September 3, 2019
By Jacob Huebert
Last year, the U.S. Supreme Court’s Janus v. AFSCME decision restored the First Amendment rights of millions of government employees—or at least it should have. So far no state has actually done everything Janus requires to ensure that all workers’ rights are respected. Fortunately, Alaska Attorney General Kevin G. Clarkson last week issued a memo advising Alaska’s governor on how the state can fully comply with the law. Other states should heed his advice, too.
Janus declared that the First Amendment forbids governments from forcing their employees to pay union fees. The Court also said that the government can’t deduct union dues or fees from an employee’s paycheck unless it has “‘clear and compelling’ evidence” that the employee has “affirmatively consent[ed]” to pay and has “freely given” a waiver of his or her right not to pay. That’s because the government may never simply presume that someone has chosen to waive First Amendment rights.
As a result of Janus, virtually all state and local governments that previously forced people who weren’t union members to pay union fees stopped doing so. But they continued to take union dues from the paychecks of employees who were listed as union members in government records.
At first glance, that might seem to be what Janus called for: Union members pay dues, nonmembers don’t. But a closer look shows that it’s not enough.
Before Janus, the 22 states with mandatory government union fees forced employees to choose to either pay full union dues or pay an “agency fee” that typically was slightly less than full union dues. The employees didn’t have the third option to which they were entitled under the First Amendment: to pay a union nothing at all.
Faced with that unconstitutional choice, it’s understandable that many employees who didn’t want to support a union nonetheless signed union membership agreements and paid full dues. After all, declining to join wouldn’t have saved them much money, wouldn’t have prevented them from paying for a lot of union political advocacy, and could have subjected them to being hassled by pro-union coworkers.
Because workers didn’t have a choice as to whether to give a union their money, any “consent” to pay dues that they gave before Janus wasn’t “freely given” as the First Amendment requires. And there’s another problem: Before Janus, governments often didn’t have “clear and compelling” evidence that employees had consented to pay before deducting union dues from their checks, as Janus requires. They just took the union’s word for it that a given employee was a member.
Of course, there surely were workers who really did want to be union members and would have joined even if they’d had the option to pay nothing. But governments have no way to know which workers’ pre-Janus union membership reflected a genuine desire to join and which workers’ “consent” was coerced.
What to do about this problem? The Alaska AG’s memo has the right answer: Stop taking union dues from all employees except those who have clearly expressed their affirmative consent to pay—and knowingly waived their First Amendment right not to pay—after Janus was decided.
To accomplish this, Clarkson recommends that Alaska “implement and maintain an online system and new written consent forms through which employees wishing to authorize payroll deductions for union dues and fees may provide consent.” That process—under which unions will not “control the conditions in which the employee provides consent to a payroll deduction” for union dues, as they still do in many states—will ensure that workers’ waivers of their First Amendment rights “are knowing, intelligent, and voluntary” as required.
Clarkson also advises Alaska to establish an annual “opt-in” period during which workers could choose whether to authorize future union dues deductions.

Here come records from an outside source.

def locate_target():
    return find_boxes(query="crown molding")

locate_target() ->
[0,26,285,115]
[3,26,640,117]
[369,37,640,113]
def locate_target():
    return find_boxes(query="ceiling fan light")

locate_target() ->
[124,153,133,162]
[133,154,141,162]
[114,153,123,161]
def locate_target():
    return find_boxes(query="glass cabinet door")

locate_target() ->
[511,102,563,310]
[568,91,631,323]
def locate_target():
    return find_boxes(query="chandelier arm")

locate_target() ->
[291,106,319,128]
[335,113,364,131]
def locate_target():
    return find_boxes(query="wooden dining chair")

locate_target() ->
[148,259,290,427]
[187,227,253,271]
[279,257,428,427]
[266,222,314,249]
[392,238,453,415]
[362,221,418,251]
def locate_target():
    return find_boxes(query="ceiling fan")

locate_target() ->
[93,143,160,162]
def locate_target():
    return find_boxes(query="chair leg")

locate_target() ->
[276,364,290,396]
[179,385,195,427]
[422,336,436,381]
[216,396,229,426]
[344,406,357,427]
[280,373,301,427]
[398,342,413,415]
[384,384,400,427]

He suggests employees could make that decision at the same time that they make other payroll-related decisions such as benefits elections.

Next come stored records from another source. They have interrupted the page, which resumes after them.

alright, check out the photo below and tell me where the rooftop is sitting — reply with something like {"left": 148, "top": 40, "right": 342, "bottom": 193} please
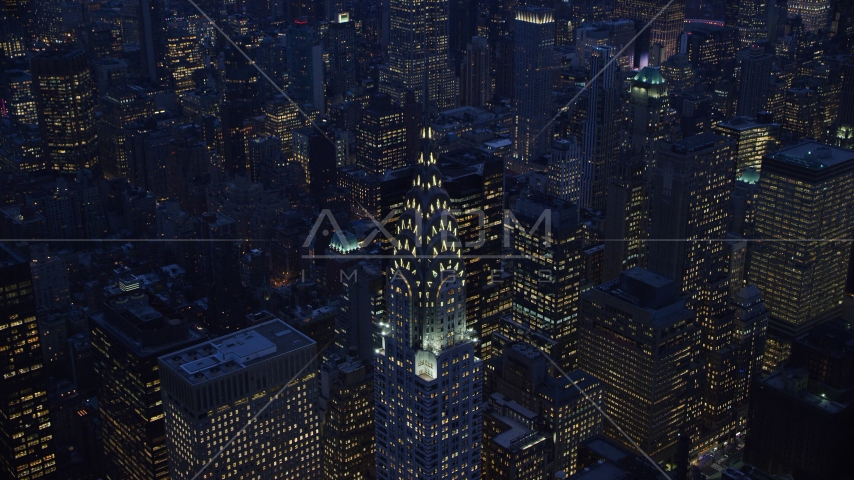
{"left": 761, "top": 370, "right": 846, "bottom": 414}
{"left": 161, "top": 319, "right": 314, "bottom": 385}
{"left": 716, "top": 116, "right": 779, "bottom": 132}
{"left": 633, "top": 66, "right": 665, "bottom": 85}
{"left": 766, "top": 141, "right": 854, "bottom": 170}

That’s the opposite of what happens in many states, where workers who join a government union continue to have dues taken from their paychecks indefinitely unless they opt out during a little-publicized annual window—imposed by a union membership agreement, a collective bargaining agreement, or state law—that may vary from worker to worker and commonly is as short as two weeks. Many workers no doubt overlook their opt-out window—if they know about it at all—and continue to pay dues even after they no longer want to support a union. Which is, of course, why unions and their friends in government favor opt-out schemes: They tend to keep a worker’s money flowing to a union regardless of whether the worker actually wants to be a member.
The proposed Alaska procedure, on the other hand, wouldn’t favor union membership or non-membership. It would just ensure that the state’s deduction or non-deduction of union dues from someone’s paycheck reflects the employee’s actual desires by regularly asking the employee what he or she wants.
Alaska Governor Mike Dunleavy should accept the Attorney General’s recommendation and make his state a national leader in respecting workers’ First Amendment rights. Then other states should follow Alaska’s lead so that Janus’s promise—that all government employees will have the freedom to choose what groups they will and won’t support with their money—is finally fulfilled.
Jacob Huebert is a senior attorney at the Goldwater Institute. He was a member of the legal team that successfully litigated the Janus v. AFSCME case.